女子からも保護者(特に母親)からも人気ではあるが、先生としての力量は頼りない。男子生徒たちからは距離を置かれている。

「知らねぇよ。怒られるような格好をすんのがわりぃんだろうが」
「何それ、うざ」
「自分がモテないからって僻んでんの?」
「俺は今受験一筋だから女なんて関係ねぇよ」
「うっわ。こいつあれじゃね? オタク」
「絶対そう。超キモい!」

 思わず大きなため息が出る。こんな低レベルな奴らを毎日相手にして、宮路は本当によく平気でいるよな。いや、平気じゃないから昨日はキレたのか。

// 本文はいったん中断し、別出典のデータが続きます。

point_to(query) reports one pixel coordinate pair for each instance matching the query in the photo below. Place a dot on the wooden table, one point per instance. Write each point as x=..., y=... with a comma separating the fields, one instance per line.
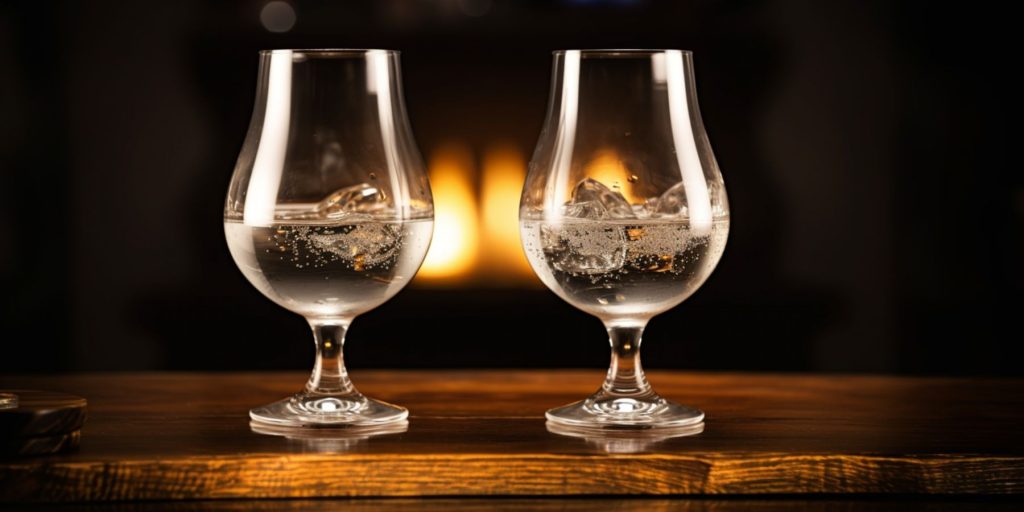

「あんたたち! 今日は崎本君にちょっかい掛けてるわけ!?」

 高田が怒鳴り込みながら教室に入ってきた。そうか、いつも高田がこうして先にキレるから宮路は冷静でいられるのかもしれない。
 スーッと込み上がってきていたイライラやら何やらが引いていく。高田はこうやって宮路のメンタルを守ってきたのか。

「ていうか、今日は女王様が居ないじゃない」
「いや、佳乃が女王様なら逆らうんじゃねぇよ。馬鹿なの?」
「馬鹿はそっちでしょ? あんたらにとって女王様でも、私らにとってはただのうるさい女でしかないから。尊敬できない奴に従うわけないじゃん」
「は? うちらだって従ってるわけじゃないし。佳乃はダチだし」
「はいはい。そのダチは今日学校来てないですけどどうしたんですか~?」
「風邪で休みだよ! てめぇマジで学級委員だからって調子乗んじゃねぇぞ!」
「はーい。調子乗っちゃいけないのは君たちの方だよ~。ここは学校。またそんな格好して。昨日言っただろう」
「あ、ツッチー。おはざーっす!」
「『土井先生』です。あと『おはようございます』な。スカートを直して席に着きなさい。朝の会始めるぞー」

 今日も高田はキレッキレだ。多分、口喧嘩で高田に勝てる奴はいないだろう。頼りない土井先生も入ってきて、とりあえずこの場は収まった。小声で高田に、「悪いな」と言ったら、高田も小さな声で、「いいのよ」と返してきた。
 頼もしい友人を持つ宮路は、それから金曜日まで一度も登校してこなかった。篠崎の取り巻きたちもすっかり大人しくなった。

「そういえば、あいつも暫く休んでるよな?」
「なになに。もしかして実は2人仲良くて、どっかに家出したとか?」

 宮路も篠崎もなんだかんだ一度も休んだことが無い2人だったから、クラスメイトたちはくだらない憶測を面白おかしく話す。それを聞く度に高田が全力で否定していく。
 どうやら高田も宮路には会えていないようだ。日に日にイライラが募っていっているようにも見えた。送られてくるメッセージからは、少し異常に見えるほどに宮路を心配する気持ちが伝わってくる。ただメッセージを連投されると返事を書くのが面倒臭い。

『大丈夫だろ。宮路のことだ、すぐ良くなるさ。明日、俺も一緒に見舞いに行くよ』

 それだけ送って携帯を放って寝ることにした。明日、宮路の家に行けば何かわかるかな。